Kitaplığımı karıştırırken Ronald Duncan’ın düzenlediği Abelard ve Heloise’in Mektuplar’ına takıldım. Uzun bir zaman önce bu oyunu izlemiş ve o denli etkilenmiştim ki, kitabını satın alıp büyük bir keyifle okumuştum. Bu karşılıklı yazılan mektuplardaki duygu ve düşünce yoğunluğu kadar, kahramanların kaleminden dökülen sözcüklerin sıcaklığı, yüreğimi ısıtmıştı doğrusu.
Bu oyunun gerçek kahramanlarının kim olduklarını anımsayacak olursak…
Pierre Abelard, 12. Yüzyılda Fransa’da yaşamış ünlü bir şair ve düşünür. Heloise ise, 20 yaşlarında akıllı, kültürlü ve güzel bir kız. Şairin, ders vermek amacıyla bir araya geldiği ve giderek yakınlaştığı bu genç kızla, aralarında büyük bir aşk doğar. Bir süre sonra Heloise, Abelard’tan hamile kalır ve bir erkek çocuğu doğurur. Bu evlilik dışı ilişki yüzünden, kızın dayısı büyük bir öfkeye kapılır ve ünlü şairi cezalandırmak için onu yakalatıp hadım ettirir. Aşıklar üzüntülerinden ayrı ayrı iki manastıra kapanırlar. Bu oyun, sevgililerin birbirlerine yazdıkları, her biri yazınsal birer yapıt sayılabilecek on iki mektuptan oluşuyor. Umutsuzluktan ayrılığa, yalnızlıktan tutkuya, yargılamadan bağışlamaya, aşkın tüm hallerini içeren mektuplar!

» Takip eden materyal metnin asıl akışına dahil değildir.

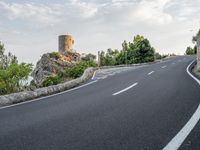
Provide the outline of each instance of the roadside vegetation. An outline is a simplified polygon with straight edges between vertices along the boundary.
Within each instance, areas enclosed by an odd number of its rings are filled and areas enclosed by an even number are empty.
[[[22,91],[32,67],[32,64],[18,63],[17,57],[10,52],[5,54],[0,42],[0,95]]]
[[[67,68],[64,71],[60,71],[57,75],[49,76],[42,82],[42,87],[47,87],[51,85],[56,85],[68,80],[72,80],[80,77],[84,71],[89,67],[96,67],[97,64],[94,60],[91,60],[89,56],[85,58],[72,68]]]
[[[186,48],[185,54],[186,55],[195,55],[197,53],[197,46],[195,45],[193,48],[191,46],[188,46]]]
[[[99,57],[100,66],[112,66],[153,62],[155,59],[162,59],[167,55],[156,53],[147,38],[136,35],[133,41],[122,43],[122,50],[108,49],[106,53],[101,51]]]

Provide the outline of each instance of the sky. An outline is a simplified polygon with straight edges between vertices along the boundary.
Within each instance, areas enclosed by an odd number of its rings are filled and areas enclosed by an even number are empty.
[[[200,0],[0,0],[0,41],[35,64],[71,34],[79,53],[121,49],[144,35],[161,54],[184,54],[200,28]]]

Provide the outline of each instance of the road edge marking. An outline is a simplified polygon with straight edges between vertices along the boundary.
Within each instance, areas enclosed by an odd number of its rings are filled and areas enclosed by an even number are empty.
[[[164,68],[166,68],[166,67],[167,67],[167,66],[162,66],[161,68],[164,69]]]
[[[183,144],[187,136],[196,126],[200,120],[200,105],[198,106],[195,113],[192,115],[190,120],[186,125],[176,134],[176,136],[163,148],[163,150],[178,150],[179,147]]]
[[[127,90],[129,90],[129,89],[131,89],[131,88],[133,88],[133,87],[136,86],[137,84],[138,84],[138,83],[136,82],[136,83],[132,84],[131,86],[129,86],[129,87],[123,89],[123,90],[120,90],[120,91],[118,91],[118,92],[116,92],[116,93],[113,93],[112,95],[113,95],[113,96],[119,95],[119,94],[121,94],[121,93],[123,93],[123,92],[125,92],[125,91],[127,91]]]
[[[148,75],[151,75],[151,74],[154,73],[154,72],[155,72],[155,71],[151,71],[151,72],[148,73]]]
[[[46,98],[49,98],[49,97],[54,97],[54,96],[57,96],[57,95],[68,93],[68,92],[80,89],[82,87],[91,85],[91,84],[96,83],[96,82],[98,82],[98,80],[94,80],[94,81],[88,82],[88,83],[83,84],[81,86],[77,86],[75,88],[72,88],[72,89],[69,89],[69,90],[66,90],[66,91],[63,91],[63,92],[60,92],[60,93],[56,93],[56,94],[52,94],[52,95],[48,95],[48,96],[43,96],[43,97],[40,97],[40,98],[36,98],[36,99],[33,99],[33,100],[28,100],[28,101],[20,102],[20,103],[17,103],[17,104],[12,104],[12,105],[8,105],[8,106],[2,106],[2,107],[0,107],[0,110],[6,109],[6,108],[10,108],[10,107],[14,107],[14,106],[19,106],[19,105],[27,104],[27,103],[32,103],[32,102],[40,101],[42,99],[46,99]]]
[[[195,60],[194,60],[195,61]],[[192,61],[186,69],[186,72],[189,74],[190,77],[192,77],[199,85],[200,80],[197,79],[194,75],[192,75],[189,71],[190,66],[194,63]],[[196,126],[196,124],[200,120],[200,104],[190,120],[184,125],[184,127],[176,134],[176,136],[163,148],[163,150],[178,150],[179,147],[183,144],[187,136],[190,134],[190,132],[193,130],[193,128]]]
[[[199,85],[200,85],[200,80],[197,79],[193,74],[190,73],[189,68],[190,66],[195,62],[195,60],[193,60],[187,67],[186,71],[187,73],[190,75],[190,77],[192,77]]]

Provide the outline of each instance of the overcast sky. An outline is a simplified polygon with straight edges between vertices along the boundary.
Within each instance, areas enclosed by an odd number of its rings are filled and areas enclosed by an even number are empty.
[[[0,0],[0,41],[36,63],[71,34],[79,53],[120,49],[134,35],[160,53],[183,54],[200,27],[200,0]]]

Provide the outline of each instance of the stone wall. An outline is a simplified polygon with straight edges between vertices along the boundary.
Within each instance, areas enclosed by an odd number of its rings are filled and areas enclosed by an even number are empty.
[[[200,71],[200,36],[197,36],[197,70]]]
[[[28,101],[31,99],[36,99],[42,96],[47,96],[47,95],[59,93],[62,91],[66,91],[92,78],[94,74],[94,70],[95,70],[94,68],[88,68],[85,70],[85,72],[80,78],[77,78],[77,79],[62,83],[62,84],[36,89],[34,91],[25,91],[25,92],[19,92],[19,93],[13,93],[9,95],[0,96],[0,106],[20,103],[20,102]]]

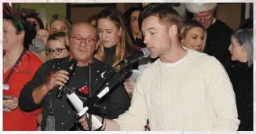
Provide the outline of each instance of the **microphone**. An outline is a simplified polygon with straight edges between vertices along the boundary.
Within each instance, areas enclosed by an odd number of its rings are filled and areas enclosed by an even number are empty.
[[[65,92],[66,87],[69,82],[69,80],[73,75],[73,73],[75,71],[75,69],[77,65],[77,60],[75,59],[72,59],[69,62],[68,67],[67,69],[67,71],[68,72],[68,78],[69,79],[68,80],[67,83],[64,85],[64,86],[60,86],[60,88],[57,89],[57,93],[56,93],[56,97],[58,99],[61,99],[63,96],[63,93]]]
[[[87,110],[90,107],[86,106],[83,107],[83,103],[75,92],[71,94],[67,94],[67,97],[71,104],[75,107],[75,110],[78,111],[78,114],[72,121],[71,121],[66,125],[66,126],[63,128],[62,130],[69,130],[70,127],[72,126],[72,124],[75,122],[75,121],[77,121],[79,118],[81,117],[89,116]],[[92,130],[97,130],[102,126],[101,121],[100,121],[94,115],[92,115]]]
[[[130,56],[126,59],[124,59],[123,60],[120,61],[118,65],[126,63],[126,67],[130,66],[130,64],[134,63],[141,58],[147,58],[150,52],[147,48],[142,48],[141,51],[139,51],[135,55]]]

Yalnızca son mektubundan, Abelard’ın duygu ve düşüncelerini de katarak, sevgiyi tanımlayan bir bölümünü aktarmak istiyorum:
“Tarih beni bir şair, bir filozof olarak değil, / bir sevgili, senin sevgilin olarak hatırlayacak./ Ve ben sevmeyi bilmiyorum!/ Sevgi hakkında ne çok konuştum, ne çok yazdım.../ Unut bütün söylediklerimi. Yazdığım hiçbir şeyi okuma!/ Ondan mahrum kalmadan anlamıyoruz sevginin kıymetini / Çünkü sevmek dediğin aşk oyunlarıyla olmaz. / Şiir yazarak olur, çiçek toplayarak olur... / Yeminler ederek, antlar içerek, sözler vererek sürer. / Sevgi verdiklerimizde değil, alabilme yeteneğimizde gizlidir.”
Bu güne değin ne çok sözler dinledik sevgi için, edebiyat tarihi içinde ne tutkulu aşıkların kor gibi sözcükleri yüreklerimizi tutuşturdu. Kimi umutsuz bir bekleyişten yankılanan bir çığlıktı duyduğumuz, kimi birlikteliklerden doğan coşkulu bir sesleniş, kimi hasretten kaynaklanan bir yakarış, kimi de kanayan bir yaranın acısı… Ama gördüğüm bir gerçek şu ki, her bir başyapıtın öyküsü içinde, bizi etkileyen bir aşk mutlaka vardır. Ayrılığı, hasreti, aldatması, kavuşması, kıskançlığı, ölümüyle bir aşk!
Çok daha geniş anlamda ele alırsak, yalnızca bir insana değil, tüm canlılara yöneltilmiş bir sevgiyi de göz önünde bulundurabiliriz. Öyle ki bu duygu ve düşünceler doğrultusunda, kimi zaman ölüm bile hiçe sayılarak, bireysel tutkuların önüne geçilebiliyor.
Kuşkusuz, yazınsal yapıtlara konu olmuş bu duygular, aslında gerçek yaşamın da bir yansıması olmaktadır. Günümüzü olduğu kadar geçmişimizi de içine alan, geleceğimizi şekillendiren kendi yaşam öykülerimiz gibi… Zaten bizi o denli etkiliyor olmalarının en önemli nedeni, bu gerçeklilikten kaynaklanmaktadır.
Bir öykünün içinde yer almasak da, tarih boyunca sevginin değiştirdiği yaşamları düşünmeye değer!